Veritables Budgetproblem

Bei der Wahrung dieses Gleichgewichts zwischen der Förderung von einzelnen Projekten und thematisch ausgerichteten Großprojekten hat der FWF ein seit Jahren bekanntes, veritables Budgetproblem: Gerade bei den vergleichsweise kleineren Projekten, die ohne thematische Vorgaben von den Forscherinnen und Forschern selbst ausgedacht werden, kann ein erheblicher Teil vom FWF aus Geldmangel nicht gefördert werden – und das, obwohl sie in vorangegangenen, ausschließlich internationalen Begutachtungen als exzellent gewertet wurden.

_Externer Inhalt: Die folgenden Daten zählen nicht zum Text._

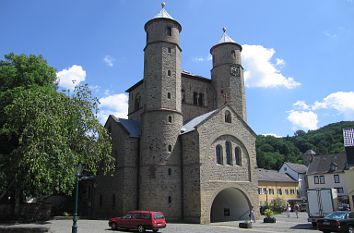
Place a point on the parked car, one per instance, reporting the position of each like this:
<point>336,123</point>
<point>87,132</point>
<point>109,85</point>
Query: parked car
<point>140,220</point>
<point>337,221</point>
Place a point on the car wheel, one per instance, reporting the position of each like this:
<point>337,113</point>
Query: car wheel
<point>350,229</point>
<point>141,228</point>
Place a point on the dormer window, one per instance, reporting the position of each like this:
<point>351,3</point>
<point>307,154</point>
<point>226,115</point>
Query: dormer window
<point>169,31</point>
<point>227,116</point>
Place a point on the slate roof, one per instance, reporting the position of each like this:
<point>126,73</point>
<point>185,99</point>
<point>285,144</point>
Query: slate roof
<point>273,176</point>
<point>225,38</point>
<point>322,164</point>
<point>131,126</point>
<point>190,126</point>
<point>299,168</point>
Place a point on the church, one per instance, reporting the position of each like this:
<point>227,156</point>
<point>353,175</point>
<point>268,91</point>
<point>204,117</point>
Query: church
<point>186,148</point>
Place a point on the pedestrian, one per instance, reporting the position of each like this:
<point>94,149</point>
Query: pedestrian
<point>288,209</point>
<point>252,215</point>
<point>297,207</point>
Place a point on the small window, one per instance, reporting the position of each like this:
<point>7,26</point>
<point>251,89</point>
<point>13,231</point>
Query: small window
<point>228,153</point>
<point>238,156</point>
<point>315,179</point>
<point>340,190</point>
<point>101,200</point>
<point>279,192</point>
<point>227,116</point>
<point>336,179</point>
<point>113,201</point>
<point>233,54</point>
<point>195,98</point>
<point>219,154</point>
<point>201,99</point>
<point>226,212</point>
<point>169,31</point>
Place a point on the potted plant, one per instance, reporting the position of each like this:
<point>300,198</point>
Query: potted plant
<point>269,216</point>
<point>245,224</point>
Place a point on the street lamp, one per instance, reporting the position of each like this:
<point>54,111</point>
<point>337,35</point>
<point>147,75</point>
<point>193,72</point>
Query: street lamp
<point>77,179</point>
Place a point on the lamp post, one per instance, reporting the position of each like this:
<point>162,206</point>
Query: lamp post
<point>77,179</point>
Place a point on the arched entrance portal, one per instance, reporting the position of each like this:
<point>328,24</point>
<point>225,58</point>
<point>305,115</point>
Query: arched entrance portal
<point>230,205</point>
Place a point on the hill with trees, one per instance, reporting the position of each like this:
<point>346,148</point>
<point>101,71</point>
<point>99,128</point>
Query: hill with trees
<point>272,152</point>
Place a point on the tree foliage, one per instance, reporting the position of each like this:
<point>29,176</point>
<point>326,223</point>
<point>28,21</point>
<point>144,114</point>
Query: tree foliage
<point>44,133</point>
<point>273,152</point>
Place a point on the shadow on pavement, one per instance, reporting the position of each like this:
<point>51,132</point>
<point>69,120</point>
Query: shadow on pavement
<point>303,226</point>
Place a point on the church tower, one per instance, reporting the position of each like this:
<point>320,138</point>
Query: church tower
<point>227,75</point>
<point>162,120</point>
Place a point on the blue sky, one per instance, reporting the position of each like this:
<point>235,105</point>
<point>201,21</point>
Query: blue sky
<point>298,55</point>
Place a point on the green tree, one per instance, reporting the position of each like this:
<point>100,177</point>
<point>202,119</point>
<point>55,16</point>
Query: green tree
<point>48,132</point>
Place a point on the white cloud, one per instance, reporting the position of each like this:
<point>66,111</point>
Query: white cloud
<point>342,102</point>
<point>303,119</point>
<point>71,77</point>
<point>109,60</point>
<point>301,105</point>
<point>116,105</point>
<point>272,134</point>
<point>202,59</point>
<point>261,72</point>
<point>330,35</point>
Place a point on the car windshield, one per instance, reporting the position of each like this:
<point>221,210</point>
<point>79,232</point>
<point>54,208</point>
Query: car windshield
<point>337,215</point>
<point>158,216</point>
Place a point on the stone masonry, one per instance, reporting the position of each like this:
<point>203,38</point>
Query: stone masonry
<point>186,148</point>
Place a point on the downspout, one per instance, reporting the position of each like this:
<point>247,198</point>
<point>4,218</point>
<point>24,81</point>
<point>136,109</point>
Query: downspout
<point>138,177</point>
<point>182,180</point>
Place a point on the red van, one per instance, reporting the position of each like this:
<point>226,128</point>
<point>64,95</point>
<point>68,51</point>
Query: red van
<point>140,220</point>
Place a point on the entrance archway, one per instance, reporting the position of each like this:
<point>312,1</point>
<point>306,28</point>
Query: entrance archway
<point>230,205</point>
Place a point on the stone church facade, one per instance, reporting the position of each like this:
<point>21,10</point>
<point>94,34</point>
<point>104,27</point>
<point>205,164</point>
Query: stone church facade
<point>186,148</point>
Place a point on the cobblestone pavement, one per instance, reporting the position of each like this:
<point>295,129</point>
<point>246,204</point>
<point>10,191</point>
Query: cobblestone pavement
<point>283,224</point>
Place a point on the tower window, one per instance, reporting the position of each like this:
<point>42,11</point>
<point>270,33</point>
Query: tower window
<point>238,156</point>
<point>113,201</point>
<point>228,153</point>
<point>195,98</point>
<point>219,154</point>
<point>201,99</point>
<point>169,31</point>
<point>101,200</point>
<point>227,116</point>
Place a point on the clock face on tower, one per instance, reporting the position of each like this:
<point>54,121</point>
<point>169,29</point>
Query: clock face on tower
<point>235,71</point>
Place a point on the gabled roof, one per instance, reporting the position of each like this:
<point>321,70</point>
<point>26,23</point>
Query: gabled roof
<point>192,124</point>
<point>273,176</point>
<point>131,126</point>
<point>195,122</point>
<point>322,164</point>
<point>299,168</point>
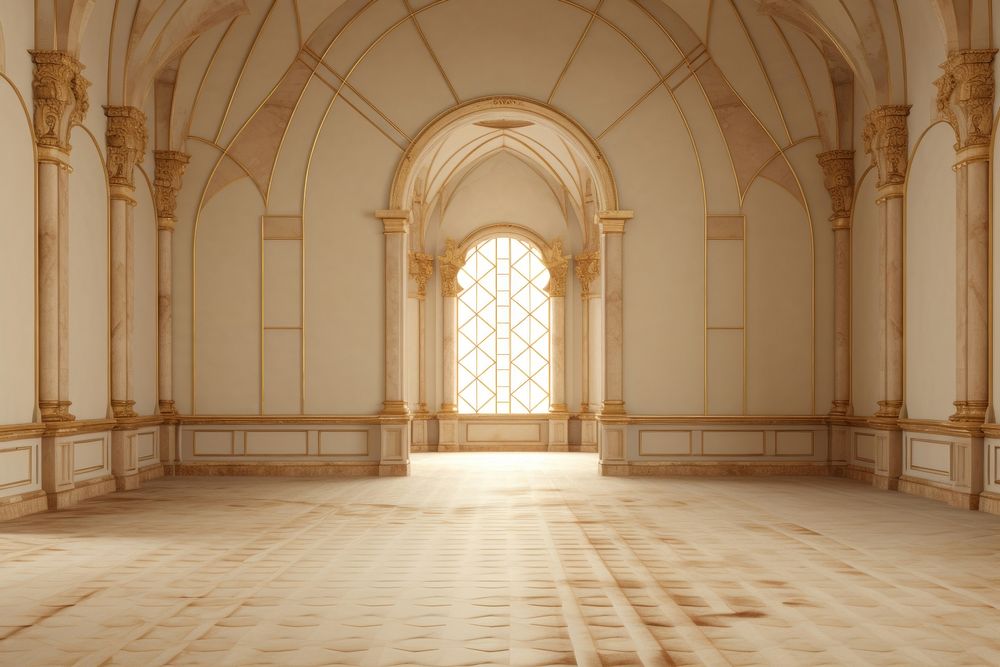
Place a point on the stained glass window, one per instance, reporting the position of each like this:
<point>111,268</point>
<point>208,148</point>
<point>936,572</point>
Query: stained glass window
<point>503,329</point>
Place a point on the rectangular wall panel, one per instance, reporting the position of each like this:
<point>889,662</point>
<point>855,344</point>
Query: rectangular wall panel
<point>665,443</point>
<point>930,456</point>
<point>343,443</point>
<point>282,372</point>
<point>282,283</point>
<point>16,467</point>
<point>725,284</point>
<point>89,455</point>
<point>865,448</point>
<point>794,443</point>
<point>213,443</point>
<point>277,443</point>
<point>733,443</point>
<point>725,372</point>
<point>503,432</point>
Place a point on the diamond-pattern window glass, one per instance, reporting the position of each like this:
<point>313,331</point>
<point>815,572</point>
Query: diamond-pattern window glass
<point>503,329</point>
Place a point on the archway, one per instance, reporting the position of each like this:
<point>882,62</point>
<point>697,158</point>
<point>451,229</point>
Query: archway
<point>498,167</point>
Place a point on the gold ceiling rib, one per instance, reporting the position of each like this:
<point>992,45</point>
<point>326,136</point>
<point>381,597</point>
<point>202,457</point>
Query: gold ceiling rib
<point>433,55</point>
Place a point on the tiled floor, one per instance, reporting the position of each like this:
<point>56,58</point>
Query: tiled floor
<point>524,559</point>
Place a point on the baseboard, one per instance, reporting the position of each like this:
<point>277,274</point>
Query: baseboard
<point>81,491</point>
<point>989,502</point>
<point>23,504</point>
<point>715,469</point>
<point>926,489</point>
<point>289,469</point>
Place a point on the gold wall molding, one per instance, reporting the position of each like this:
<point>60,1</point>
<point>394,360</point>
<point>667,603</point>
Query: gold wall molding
<point>60,95</point>
<point>838,177</point>
<point>126,137</point>
<point>886,143</point>
<point>170,167</point>
<point>965,97</point>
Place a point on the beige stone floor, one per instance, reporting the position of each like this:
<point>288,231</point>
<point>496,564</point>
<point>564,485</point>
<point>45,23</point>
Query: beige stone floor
<point>524,559</point>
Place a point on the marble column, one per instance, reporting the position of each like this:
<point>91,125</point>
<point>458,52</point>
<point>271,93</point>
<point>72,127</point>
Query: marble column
<point>588,267</point>
<point>170,166</point>
<point>60,101</point>
<point>613,429</point>
<point>886,143</point>
<point>558,266</point>
<point>965,100</point>
<point>449,264</point>
<point>126,141</point>
<point>395,416</point>
<point>421,270</point>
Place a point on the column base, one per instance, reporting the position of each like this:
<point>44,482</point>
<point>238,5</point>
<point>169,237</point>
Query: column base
<point>55,411</point>
<point>124,459</point>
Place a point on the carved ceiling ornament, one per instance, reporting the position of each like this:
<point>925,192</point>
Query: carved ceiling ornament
<point>60,97</point>
<point>450,263</point>
<point>965,96</point>
<point>421,270</point>
<point>838,177</point>
<point>588,269</point>
<point>170,166</point>
<point>558,266</point>
<point>126,137</point>
<point>886,142</point>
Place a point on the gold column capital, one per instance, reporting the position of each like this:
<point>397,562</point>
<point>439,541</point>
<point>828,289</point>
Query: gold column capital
<point>613,222</point>
<point>59,91</point>
<point>170,166</point>
<point>558,266</point>
<point>886,143</point>
<point>394,221</point>
<point>450,263</point>
<point>838,177</point>
<point>421,270</point>
<point>965,97</point>
<point>588,268</point>
<point>126,138</point>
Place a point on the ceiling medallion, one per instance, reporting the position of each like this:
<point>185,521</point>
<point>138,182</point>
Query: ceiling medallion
<point>504,124</point>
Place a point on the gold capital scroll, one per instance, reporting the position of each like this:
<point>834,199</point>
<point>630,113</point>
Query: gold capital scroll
<point>450,263</point>
<point>965,96</point>
<point>838,177</point>
<point>558,266</point>
<point>60,97</point>
<point>588,268</point>
<point>126,137</point>
<point>886,143</point>
<point>170,166</point>
<point>421,270</point>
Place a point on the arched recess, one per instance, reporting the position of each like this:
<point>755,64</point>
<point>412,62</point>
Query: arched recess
<point>563,155</point>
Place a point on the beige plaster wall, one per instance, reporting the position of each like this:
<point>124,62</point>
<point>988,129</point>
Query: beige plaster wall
<point>17,259</point>
<point>89,333</point>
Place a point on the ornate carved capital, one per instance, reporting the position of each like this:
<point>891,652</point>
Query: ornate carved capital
<point>170,167</point>
<point>126,138</point>
<point>965,96</point>
<point>450,263</point>
<point>838,176</point>
<point>886,142</point>
<point>60,97</point>
<point>421,270</point>
<point>558,266</point>
<point>588,268</point>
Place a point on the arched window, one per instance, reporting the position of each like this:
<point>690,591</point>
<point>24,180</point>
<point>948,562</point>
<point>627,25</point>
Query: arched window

Im Jahr 2020 waren das – bei insgesamt 708 bewilligten Projekten – 165 Anträge mit einem Antragsvolumen von rund 60 Millionen Euro. Sie wurden zwar als exzellent begutachtet, erhielten aber dennoch keine Förderung. Für nicht mit dem Prozedere vertraute Leser ist anzumerken, dass die Erstellung von Anträgen mitunter wochen- oder monatelange Vorarbeiten benötigt. Diese Vorarbeiten sind bei Ablehnung eines Projektantrags zu kübeln und somit vergeudete personelle und finanzielle Ressourcen. Nicht zu reden vom verständlichen Frust der Antragsteller und auch der Gutachter, die ebenfalls gratis viel Zeit investieren, um die eingereichten Projekte zu evaluieren. Auch deren Arbeit ist buchstäblich umsonst gewesen, auch wenn sie das Projekt für exzellent und also sehr förderungswürdig einstufen.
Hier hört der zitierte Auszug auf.